KH.M.Adlan Aly bersama H.sufri aktif mengurus Mabarrot NU, yaitu membantu keluarga NU yang kena wajib Romusha, dimana pada masa penjajahan jepang ini banyak pemuda yang dijadikan Romusha.Sementara keadaan ekonomi masyarakat serba kekurangan,baik makan maupun pakaian.Bahkan Romo Kyai pernah diambil Jepanguntuk Romusha dan semoat hilang selama empat hari,namun Alahmdulillah kembali lagi kerumah beliau.

Pasca Proklamasi 1945, tentara Belanda dengan membonceng tentara Inggris masihb ingin menjajah kembali , maka aktiflah beliau mengikuti barisan Sabilillah,juga ikut perang di Front garis depan sekitar sepanjang untuk membendung tentara Belanda yang bermaksud mengadakan terobosan keluar daerah Surabaya. Disamping itu beliau menghimpun dana dari masyarakat agar mampu mencukupi persenjataan Hisbullah dan Sabilillah.

Kemerdekaan telah sepenuhnya dimiliki bangsa kita,beliau mulai memikirkan masalah pendidikan.Diketahui banyak anak putri tamatan Madrasah Ibtidaiyyah tidak dapat melanjutkan belajar keluar daerah karena keterbatasan biaya ,dimana khususnya daerah Cukir dan sekitarnya belum ada sekolah lanjutan setingkat SLTP dan SLTA .Akhirnya diadakan musyawarah dan sepakat mendirikan Madrasah Mu’allimat Cukir.karena kedatangan siswa-siswi dari luar, maka di bangunkanlah asrama di belakang rumah beliau.

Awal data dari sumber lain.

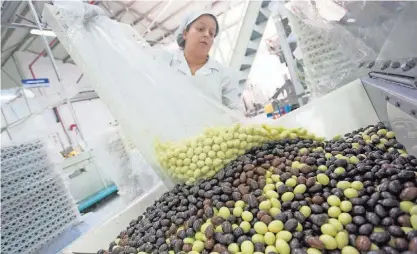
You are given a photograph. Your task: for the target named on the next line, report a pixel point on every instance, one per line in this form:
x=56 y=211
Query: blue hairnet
x=190 y=18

Sebagai insan yang mempunyai jiwa pejuang ,maka beliau berjuang demi tanah air dan demi agama .Hal ini tercermin pada jabatan yang pernah disandangnya setelah Indonesia merdeka, antara lain :

1. Rois Syuriah NU wilayah Jawa Timur
2. Mustasyar NU wilayah Jawa Timur
3. A’wan Pengurus Besar NU
4. Rois Syuriah cabang NU kabupaten Jomabang
5. Anggota DPRD-II Kabupaten Jawa Timur ,hasil pemilu tahun 1987 fraksi Partai Persatuan Pembangunan bersama K.H Syamsuri Baidlawi.

Selain itu beliau pernah menjadi Rois Am Jami’iyayah Ahliath-Thariqah Al –Mu’tabarah An-Nadiyyah pada Idaroh Aliyah ,Wusthan Idaroh Syu’biyyah jomabang ,sekaligus menjadi Al-mursyid ath-Thariqah. 

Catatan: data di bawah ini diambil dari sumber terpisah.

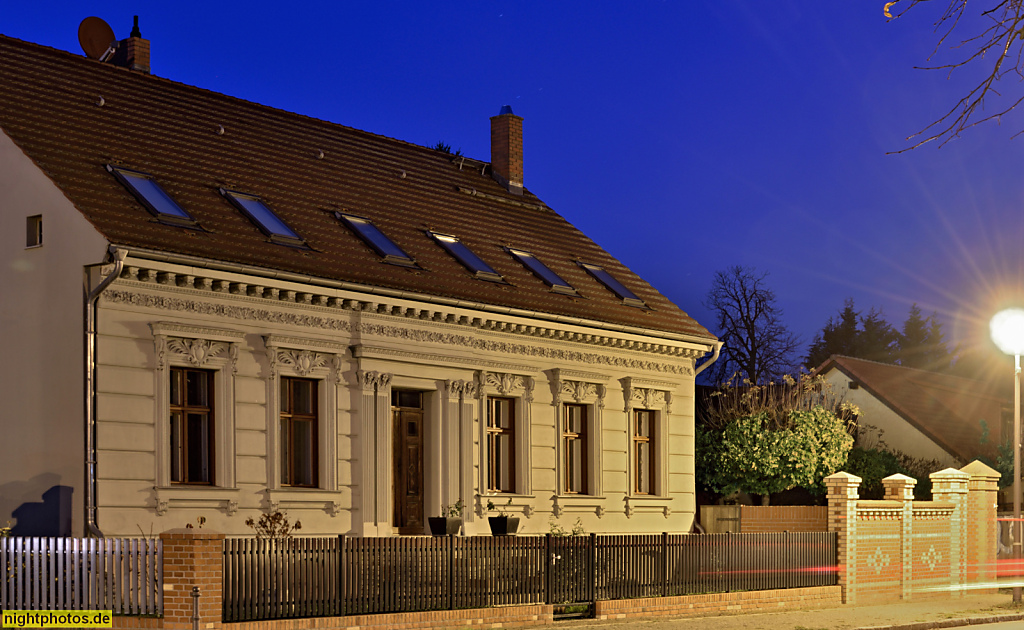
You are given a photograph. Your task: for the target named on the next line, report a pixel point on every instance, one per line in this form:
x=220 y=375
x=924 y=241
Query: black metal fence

Sosok kiai sepuh yang sabar dan istiqamah ini sangat terkenang betul di benak para santri. Ketika mereka ditanya tentang “Bagaimana sosok Kiai Adlan menurut Panjenengan?” maka berbagai komentar yang hampir tak serupa senantiasa kami dengar. Ada yang menuturkan, "Beliau itu kiai yang tidak hanya hafal isi al-Quran tetapi juga menjalankannya”, “Kiai Adlan adalah kuncinya Kiai Hamid Pasuruan. Jadi kalau ingin mudah bertemu dengan Kiai Hamid harus sowan dulu ke Kiai Adlan.”

Bahkan Prof. Dr. KH. Thalhah Hasan menambahkan; “Di Tebuireng itu ada dua penghuni surga: Kiai Idris Kamali dan Kiai Adlan Ali. Beliau berdua sama-sama alim, wara', zuhud…"

Ada lagi kesan para santri yang membuat kami terkesan unik, “Kiai Adlan Ali itu kiai yang tidak pernah melihat langit.” Istilah ini menunjukkan saking tawadhu’nya Kiai Adlan. Ketika berjalan tidak pernah mengangkat kepala ke atas. Beliau senantiasa menunduk sopan.

Di Tebuireng, setiap bulan Ramadhan, Kiai Adlan membacakan kitab matan at-Taqrib. Tepat di posisi yang dulu digunakan Hadhratus Syaikh KH. M. Hasyim Asy’ari mengajar, Kiai Adlam duduk di sana, sedangkan para santri mengitarinya sebagai halaqah ilmiah. Dalam pengajian ini ada karomah Kiai Adlan yang tampak di setiap tahunnya. Ketika pembahasan tepat pada bab Istisqa’ (ritual memohon hujan), anehnya langit Tebuireng menjadi gelap. Dan tiba-tiba saja, bulan Ramadhan yang biasanya kemarau turun hujan deras mengguyur lahan pondok.

Langit pun malu oleh Kiai Adlan. Ia tidak pernah dipandang oleh Kiai Adlan. Ketika ia disindir lewat pembacaan bab istisqa’ maka, ia langung menangis menurunkan air mata hujannya.